The reason they have been ordered to pay Snyder $2.9 million in compensatory damages, $6 million in punitive damages and $2 million more for causing emotional distress, is their protest of Snyder's son's funeral. Snyder wasn't gay, nor does the Phelps crowd care. Instead, they have decided that the reason that things like 9/11 and the debacle in Iraq have occurred is because of the tolerance of gays and lesbians in the US. In this, they share a line of reasoning with the unjustly mourned Jerry Falwell and that master of the legpress Pat Robertson. But the Phelps put their signs where their fellow-God-is-zapping-us theorists' mouths are. They protest at the funerals of fallen soldiers in order to point out what they take the iniquity of the US to be. In doing so, they villify the dead who have fallen for the country they take to be evil and they cause a great deal of pain to the families.

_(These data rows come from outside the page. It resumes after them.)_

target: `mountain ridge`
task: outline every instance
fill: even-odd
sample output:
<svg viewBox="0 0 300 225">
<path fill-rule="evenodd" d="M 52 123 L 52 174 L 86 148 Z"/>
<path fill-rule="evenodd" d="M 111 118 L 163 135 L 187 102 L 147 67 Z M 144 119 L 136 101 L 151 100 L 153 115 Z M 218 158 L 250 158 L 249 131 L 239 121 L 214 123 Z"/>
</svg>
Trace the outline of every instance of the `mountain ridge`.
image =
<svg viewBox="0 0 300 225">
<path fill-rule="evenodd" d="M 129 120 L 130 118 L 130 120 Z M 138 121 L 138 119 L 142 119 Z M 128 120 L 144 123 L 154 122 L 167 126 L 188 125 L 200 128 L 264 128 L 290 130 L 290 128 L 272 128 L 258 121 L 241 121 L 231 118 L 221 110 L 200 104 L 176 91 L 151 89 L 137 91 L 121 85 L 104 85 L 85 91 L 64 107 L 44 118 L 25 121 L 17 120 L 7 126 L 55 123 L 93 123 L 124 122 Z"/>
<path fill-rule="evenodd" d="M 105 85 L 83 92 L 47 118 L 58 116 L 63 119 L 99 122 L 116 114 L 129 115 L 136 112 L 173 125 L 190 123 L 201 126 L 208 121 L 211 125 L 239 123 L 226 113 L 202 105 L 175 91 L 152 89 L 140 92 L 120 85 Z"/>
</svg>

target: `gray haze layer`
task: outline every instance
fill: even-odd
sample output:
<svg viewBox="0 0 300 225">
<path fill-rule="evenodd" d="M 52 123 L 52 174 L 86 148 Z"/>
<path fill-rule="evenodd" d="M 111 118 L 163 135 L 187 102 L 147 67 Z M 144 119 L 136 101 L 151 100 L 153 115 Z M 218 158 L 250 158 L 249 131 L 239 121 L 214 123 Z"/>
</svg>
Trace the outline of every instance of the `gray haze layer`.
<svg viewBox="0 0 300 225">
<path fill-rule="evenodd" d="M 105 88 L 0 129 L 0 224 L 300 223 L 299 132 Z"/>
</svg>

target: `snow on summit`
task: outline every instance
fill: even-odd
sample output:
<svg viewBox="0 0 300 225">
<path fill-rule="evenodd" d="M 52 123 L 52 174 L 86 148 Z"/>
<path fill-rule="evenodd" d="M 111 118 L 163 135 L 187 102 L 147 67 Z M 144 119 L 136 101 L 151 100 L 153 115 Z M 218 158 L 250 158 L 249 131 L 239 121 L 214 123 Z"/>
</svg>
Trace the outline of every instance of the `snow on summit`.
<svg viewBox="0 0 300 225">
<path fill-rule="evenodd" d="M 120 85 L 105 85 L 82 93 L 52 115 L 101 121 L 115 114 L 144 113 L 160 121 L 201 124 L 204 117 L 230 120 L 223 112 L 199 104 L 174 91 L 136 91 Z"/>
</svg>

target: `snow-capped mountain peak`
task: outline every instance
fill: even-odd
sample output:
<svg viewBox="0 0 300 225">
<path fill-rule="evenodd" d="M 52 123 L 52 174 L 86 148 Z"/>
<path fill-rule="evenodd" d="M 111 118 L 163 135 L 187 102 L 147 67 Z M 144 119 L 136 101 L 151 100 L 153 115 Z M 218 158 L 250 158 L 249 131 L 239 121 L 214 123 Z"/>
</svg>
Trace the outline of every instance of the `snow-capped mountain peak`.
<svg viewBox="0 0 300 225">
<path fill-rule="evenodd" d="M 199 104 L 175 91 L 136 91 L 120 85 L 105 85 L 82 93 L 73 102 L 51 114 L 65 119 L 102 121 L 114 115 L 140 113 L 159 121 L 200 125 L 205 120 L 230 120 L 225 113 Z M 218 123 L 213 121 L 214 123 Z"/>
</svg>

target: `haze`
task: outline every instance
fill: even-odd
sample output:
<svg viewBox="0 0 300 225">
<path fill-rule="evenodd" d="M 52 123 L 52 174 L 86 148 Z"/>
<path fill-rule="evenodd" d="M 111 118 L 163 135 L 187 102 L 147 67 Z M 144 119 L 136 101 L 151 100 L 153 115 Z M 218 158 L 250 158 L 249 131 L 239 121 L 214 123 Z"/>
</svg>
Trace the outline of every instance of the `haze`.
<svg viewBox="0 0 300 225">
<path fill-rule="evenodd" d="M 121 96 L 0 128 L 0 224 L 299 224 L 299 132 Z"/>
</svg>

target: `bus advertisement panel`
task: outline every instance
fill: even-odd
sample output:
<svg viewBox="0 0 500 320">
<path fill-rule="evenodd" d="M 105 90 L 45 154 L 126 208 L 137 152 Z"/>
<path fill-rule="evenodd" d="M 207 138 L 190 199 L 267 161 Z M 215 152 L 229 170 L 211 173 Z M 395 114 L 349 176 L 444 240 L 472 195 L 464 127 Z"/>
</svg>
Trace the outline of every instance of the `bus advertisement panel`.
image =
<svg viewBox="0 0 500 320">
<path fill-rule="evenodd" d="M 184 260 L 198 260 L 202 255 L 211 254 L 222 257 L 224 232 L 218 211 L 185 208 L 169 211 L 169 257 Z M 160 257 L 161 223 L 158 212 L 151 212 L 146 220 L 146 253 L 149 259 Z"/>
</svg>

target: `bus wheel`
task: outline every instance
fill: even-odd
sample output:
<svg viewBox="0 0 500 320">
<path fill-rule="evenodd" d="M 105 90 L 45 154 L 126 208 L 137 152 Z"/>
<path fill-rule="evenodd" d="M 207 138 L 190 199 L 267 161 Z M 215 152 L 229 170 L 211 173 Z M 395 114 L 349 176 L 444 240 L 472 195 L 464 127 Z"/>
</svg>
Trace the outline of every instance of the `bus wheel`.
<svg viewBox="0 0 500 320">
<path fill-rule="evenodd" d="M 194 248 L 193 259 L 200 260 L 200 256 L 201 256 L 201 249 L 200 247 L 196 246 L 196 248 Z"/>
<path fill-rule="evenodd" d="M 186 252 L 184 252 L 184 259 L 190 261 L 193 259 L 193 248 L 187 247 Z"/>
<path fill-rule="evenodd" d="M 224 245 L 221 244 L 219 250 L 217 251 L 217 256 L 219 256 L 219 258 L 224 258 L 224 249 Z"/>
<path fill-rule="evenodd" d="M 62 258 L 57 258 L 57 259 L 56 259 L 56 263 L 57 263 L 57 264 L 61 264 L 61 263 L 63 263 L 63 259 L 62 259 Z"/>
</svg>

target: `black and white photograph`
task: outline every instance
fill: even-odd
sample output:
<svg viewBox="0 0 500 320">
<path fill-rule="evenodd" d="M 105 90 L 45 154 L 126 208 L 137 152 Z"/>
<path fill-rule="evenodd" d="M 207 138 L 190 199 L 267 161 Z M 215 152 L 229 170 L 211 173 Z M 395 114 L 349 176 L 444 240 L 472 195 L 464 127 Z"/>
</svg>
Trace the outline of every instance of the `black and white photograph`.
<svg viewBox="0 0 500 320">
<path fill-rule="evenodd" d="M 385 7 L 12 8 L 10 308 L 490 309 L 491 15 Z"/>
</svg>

They are horrible and dastardly people. And, I imagine, if there is a Hell, they will be quite welcome in it. (It seems to me that Jesus said something about mistreating orphans and widows.)

But the issue that is important legally is whether they have a right to their very distasteful protests. Snyder's argument was that his privacy was invaded. But of course, they didn't enter his home; they didn't trespass, or at least that's not the claim. The attorney for the Snyder's rightly called the Phelpses bullies who attack the weak, and asked for a high judgment from the jury "that says don't do this in Maryland again. Do not bring your circus of hate to Maryland again." That seems designed to chill speech, hateful speech to be sure, but speech, indeed.

As much as I hate their message, it seems to part of me, that it is the really hateful messages that test our commitment to the ideas expressed in the Bill of Rights.